Candidates include “fruits and vegetables, salt, pepper, oil, bread, pasta, menstrual napkins, or baby diapers”, but there is no fixed list. Posted goal? She guarantees that as long as inflation exceeds 1%, she will “return French money” and avoid “middle class poverty” to fight inflation. Underestimated state funding? € 3.5 billion or € 4 billion annually, depending on the candidate to fund this tax gesture by imposing an additional fee on certain listed companies.

The proposal submitted shortly before the first round was requested by many Yellow Vests during the 2019 Great Debate. JDD, Calculated 11 billion and measurements for only 50 products. “Reducing VAT on baby diapers saves consumers at most 3 cents per pack, but it costs $ 240 million in finances,” he added.

In the EU, it was banned from reducing VAT to less than 5% until the end of 2021 to avoid littering between member states, even for food. However, by the 27th of the four-year discussion, a new directive signed on April 5th has made it possible to set discount rates on certain products on an ad hoc basis. “The problem is that gasoline, fuel oil, or gas is not included in this new directive because it pollutes the product. The biggest beneficiaries will be the biggest pollutants,” said Eric Hayer. I am.

Economists said, “Producers lower prices not because they lower VAT. For homes and vulnerable businesses that have no choice, more restrictive or targeted measures are needed (.. .) 90% of VAT reductions in catering in 2009 went to restaurants and their employees’ pockets, not customers, “he claims. Here is a survey conducted by the Institute of Public Policy in 2018.

Independent company Asterès estimates that a zero rate of 100 basic necessities will have a relatively modest impact on the French portfolio. That means 13 euros a year, per household, or “purchasing power increased by 0.3%”. This measure once again favors the people who buy the most.

There are no taxes for people under the age of 30, right?

This is another major tax system advocated by Marine Le Pen. This means that all French people under the age of 30 are exempt from income tax and discourage them from leaving the country. Therefore, the wealthiest people and traders like Kylian Mbappe, who earn more than € 2 million a month at PSG, will benefit from this measure. There is another big problem, candidates run the risk of being challenged by the Constitutional Council in the name of the principle of equality before taxes between citizens.

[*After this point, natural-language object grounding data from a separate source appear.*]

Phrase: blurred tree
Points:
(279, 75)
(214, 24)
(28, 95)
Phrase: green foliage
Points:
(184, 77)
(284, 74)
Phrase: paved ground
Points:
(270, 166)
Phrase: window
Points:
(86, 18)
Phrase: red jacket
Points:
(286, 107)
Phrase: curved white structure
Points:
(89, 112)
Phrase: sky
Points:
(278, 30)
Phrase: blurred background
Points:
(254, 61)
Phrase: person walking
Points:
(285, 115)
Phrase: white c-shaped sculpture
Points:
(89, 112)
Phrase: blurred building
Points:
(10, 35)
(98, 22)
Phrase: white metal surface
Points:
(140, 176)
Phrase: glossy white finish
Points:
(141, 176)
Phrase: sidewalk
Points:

This equality is neither real nor absolute (for example, only 43% of French pay income tax), but accusations are admitted only for “general interests”. According to constitutionalists, his measures will have a “big chance” to be challenged. And one of them, Jean-Philippe de Rossier, explains to us that a referendum, especially on this issue, will not solve anything other than creating a “constitutional government.” If she takes power and wins the June legislative election, the legislative and economic path of the RN candidate is promised to be pitted.